You can begin to shift a judgmental mindset by:

1)     Setting an intention each day to notice your thoughts. Sometimes noticing it is enough to let a judgmental thought go.

2)     Intense emotions can be difficult to let go. If you notice you are using a judgment, reframe it into a nonjudgmental statement (facts and feelings). 


The blessing of becoming more nonjudgmental in your thinking is greater control over your emotions and your life.  Emotions don’t have morality, they are not good or bad.  Emotions are simply messages that tell us something about ourselves, the situation or others.  What we DO with emotions can be healthy or unhealthy.  Treat your emotions as you would welcome a friend. You (hopefully) wouldn’t ignore people you love and care for. You give them time and attention and care.  Our emotions are our friends.  Pay attention to them (name them), be curious about why they are there (they are messengers that show up to tell us something) and find something helpful that you can do with them.  Here is a simple example…If I am feeling stressed, I can name the emotion, “I’m feeling really anxious right now.”  Then I can ask myself what this anxiety is trying to tell me, “I have an important (exam, interview, date, etc.) and I don’t feel prepared.  What if I fail, or look stupid, or it doesn’t work out.’  My anxiety is there telling me that I don’t feel prepared.  What can I do with this information in the here and now that will be helpful? I could spend some time studying for my exam, learning some basic social skills, or practicing interview questions.  If I don’t have time to do these things, I can learn from this experience and plan more effectively moving forward. 
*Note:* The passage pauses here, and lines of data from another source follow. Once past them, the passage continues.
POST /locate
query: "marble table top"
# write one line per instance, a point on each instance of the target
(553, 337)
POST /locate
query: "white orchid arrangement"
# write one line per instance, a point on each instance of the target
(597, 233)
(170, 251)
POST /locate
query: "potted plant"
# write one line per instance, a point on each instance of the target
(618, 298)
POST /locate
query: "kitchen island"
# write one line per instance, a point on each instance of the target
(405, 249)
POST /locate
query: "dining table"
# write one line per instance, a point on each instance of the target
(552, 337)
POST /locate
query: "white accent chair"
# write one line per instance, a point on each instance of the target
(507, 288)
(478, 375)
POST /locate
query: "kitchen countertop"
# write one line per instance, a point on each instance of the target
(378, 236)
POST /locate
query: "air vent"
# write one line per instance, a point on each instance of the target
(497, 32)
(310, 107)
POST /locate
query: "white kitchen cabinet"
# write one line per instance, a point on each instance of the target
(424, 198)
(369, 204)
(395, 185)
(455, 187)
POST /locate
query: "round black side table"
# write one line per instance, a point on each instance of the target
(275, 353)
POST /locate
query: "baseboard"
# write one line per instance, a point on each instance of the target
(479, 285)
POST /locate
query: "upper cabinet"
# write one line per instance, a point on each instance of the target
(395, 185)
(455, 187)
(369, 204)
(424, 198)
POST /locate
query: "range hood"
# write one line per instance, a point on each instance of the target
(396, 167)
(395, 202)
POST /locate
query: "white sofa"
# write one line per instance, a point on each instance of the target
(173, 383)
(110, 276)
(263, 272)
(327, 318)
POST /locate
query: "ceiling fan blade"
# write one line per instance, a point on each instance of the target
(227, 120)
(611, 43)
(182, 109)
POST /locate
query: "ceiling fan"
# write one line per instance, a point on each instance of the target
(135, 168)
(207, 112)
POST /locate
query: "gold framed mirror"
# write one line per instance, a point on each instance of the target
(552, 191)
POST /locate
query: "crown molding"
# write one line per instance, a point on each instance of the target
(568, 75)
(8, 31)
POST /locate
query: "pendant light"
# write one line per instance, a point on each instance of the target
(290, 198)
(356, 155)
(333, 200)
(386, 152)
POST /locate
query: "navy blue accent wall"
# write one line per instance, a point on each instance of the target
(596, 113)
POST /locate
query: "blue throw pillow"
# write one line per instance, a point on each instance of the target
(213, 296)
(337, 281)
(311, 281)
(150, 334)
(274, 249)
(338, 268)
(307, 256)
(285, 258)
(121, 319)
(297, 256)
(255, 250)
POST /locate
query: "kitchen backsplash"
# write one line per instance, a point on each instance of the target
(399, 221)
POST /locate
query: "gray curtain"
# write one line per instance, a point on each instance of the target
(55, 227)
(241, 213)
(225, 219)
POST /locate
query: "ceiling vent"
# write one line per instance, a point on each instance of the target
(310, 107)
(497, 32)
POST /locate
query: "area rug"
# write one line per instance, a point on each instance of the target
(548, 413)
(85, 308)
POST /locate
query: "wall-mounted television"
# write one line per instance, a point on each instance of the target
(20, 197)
Take a few moments to practice this reflective exercise and tune into your internal experience.

Reflective Exercise:

Take a moment to think about a person, situation, or experience where you either felt judged in a negative light or made a negative judgment about someone or something. 

What emotions did you experience as you made or received this judgment?  Did it calm or intensify the negative feelings?

Now, reframe the judgment into nonjudgmental language (use facts, what are you feeling).

What did you notice emotionally, physically, mentally, as you used nonjudgmental language?

What is something helpful you can do with this emotion now?